It has been some months since we wrote about the ePrivacy Regulation and some years since the first draft was proposed. Since then, we have seen numerous delays in achieving an agreed form of legislation, caused in part by strong views on how privacy and confidentiality shape the development of electronic communications services and passionate industry lobbying by both the AdTech industry and privacy organisations.
On 10 February 2021, the Council of the EU’s Permanent Representatives Committee (COREPER) finally adopted an agreed position on the ePrivacy Regulation, allowing the legislation to progress to the next stage of negotiation, namely the trilogue between the Council, the European Parliament and the European Commission. Judging by the initial reactions to the Council’s draft, this negotiation stage will not be without its challenges and seems likely to be a protracted process. The agreed text can be read here.

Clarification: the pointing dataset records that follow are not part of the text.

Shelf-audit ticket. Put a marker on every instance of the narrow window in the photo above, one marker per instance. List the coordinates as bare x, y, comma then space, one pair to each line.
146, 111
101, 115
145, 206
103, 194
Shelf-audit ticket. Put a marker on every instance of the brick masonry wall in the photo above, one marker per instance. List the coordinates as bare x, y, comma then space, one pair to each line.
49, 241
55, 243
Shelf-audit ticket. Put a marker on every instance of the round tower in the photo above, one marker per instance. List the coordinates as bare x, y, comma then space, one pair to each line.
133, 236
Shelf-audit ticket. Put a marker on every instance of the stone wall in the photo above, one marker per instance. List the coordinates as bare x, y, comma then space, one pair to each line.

Key positions taken in the draft
The draft does not prevent the use of cookie walls (a cookie wall is where an end user is prevented from using a service unless they have accepted a form of cookie). The draft provides that access to a free service can be made conditional on accepting cookies, provided that the service provider offers an equivalent option that does not require the acceptance of cookies.

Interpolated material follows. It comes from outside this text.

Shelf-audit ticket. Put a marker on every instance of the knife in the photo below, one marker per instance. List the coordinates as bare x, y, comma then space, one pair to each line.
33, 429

There is little substantive change here, although Member States are entitled to provide a specific period of time after which direct marketing consents will be effective expire or assign call identification prefixes to identify direct marketing calls.
The draft allows for processing of metadata without consent for certain defined purposes. These relate to information security, fraud prevention, service provision (for example, billing and managing abuse of the service) or for the protection of “vital interests” which follows the same concept used in the GDPR.
Retention and surveillance
The draft provides for an exception from the requirement to obtain consent and to delete or anonymise device data and/or metadata once it is no longer needed to provide the service, where this is required under EU or member state law for the prevention, investigation, detection or prosecution of criminal offences or prevention of threats to public security. Whilst provision for use of data for these purposes was included in previous drafts, the new draft clarifies that the data can specifically be retained for these purposes.
Re-purposing of data
In line with the purpose limitation principle set out in the GDPR, the Council’s draft provides that pseudonymised metadata and device information can be processed for purposes other than those for which it was collected, provided such processes are “compatible” with the original purpose (based on fairly loosely defined criteria). This introduces some uncertainty over how such data will be used over time, particularly taking into account developments in technology. This provision will be good news for telco companies and companies operating in the adtech space. However, there are still some limitations. Data originally processed on the basis of consent or public interest cannot be repurposed in this way, the data cannot be shared with third parties (other than processors acting on the service provider’s behalf) unless in an anonymised form, and use of re-purposed metadata to determine the nature or characteristics of an individual or to build a profile of them is not permitted to the extent this would significantly affect them.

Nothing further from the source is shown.